Some viewers might find its pacing frustrating, but if you lean into it, it’s actually one of its major strengths. At just 78 minutes long, you might think that it’d try to cram as much action as possible into its runtime, but its self-restraint is admirable. I knew I was watching a horror movie, so I started out with my shoulders in my ears, just waiting for something awful to happen. Then it coaxed me into complacency as the beginning lull kept rolling, as Molly buys groceries, smokes cigarettes on her balcony and tries to cool off in a heatwave. It doesn’t rely on jump scares, instead letting the isolation and quiet slowly drive screws into your spine.
The setting is well-used, too. It’s not a home invasion, nor is it a haunted house/apartment type of film, but it still has such an eerie feel nonetheless. Even though Molly doesn’t experience domestic abuse firsthand, the understanding that the home is one of the most dangerous and violent places for a woman sat heavy in my head as I was watching.
I couldn’t help but think about how women are more likely to be killed by brothers and lovers than by strangers. There’s a reason why we love the final girl trope so much, why we eagerly follow women through haunted houses. Fittingly, the men in this film are terrifying. “Knocking” feels like a moral struggle; Molly goes to check on her neighbors and insists on making sure that there is no madwoman in the attic knocking on the floor, desperate to ensure everyone’s safety.
It feels like a tribute to Kitty Genovese, the girl whose 1964 murder lives on as evidence of the bystander effect. Kitty was stabbed just outside a crowded apartment building, where it’s said that every tenant must have heard her screams for help, but no one came to her rescue. They all assumed that someone else would check on her or call 911. As I was watching this film, it felt like Molly, who from the beginning is shown to have experienced some recent trauma, was trying desperately to save the life of any possible Kitty Genovese that might need her help.
That feminine agency is integral to the film.
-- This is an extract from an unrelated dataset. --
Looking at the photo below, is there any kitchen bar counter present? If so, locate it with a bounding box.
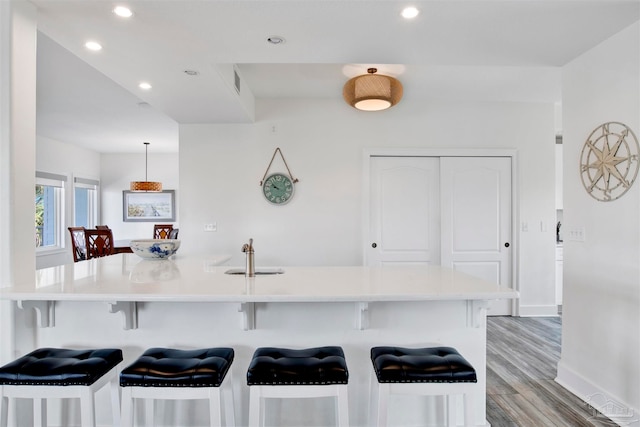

I wondered why Molly kept referring to the banging, thumping sound as knocking. I realized that knocking is inherently active rather than passive: a call for attention, asking someone to answer the door.
You can take whatever you want from “Knocking,” whether it is believing women, treating mental health seriously or simply enjoying it for what it is with no deeper meaning. But first, you have to open the door.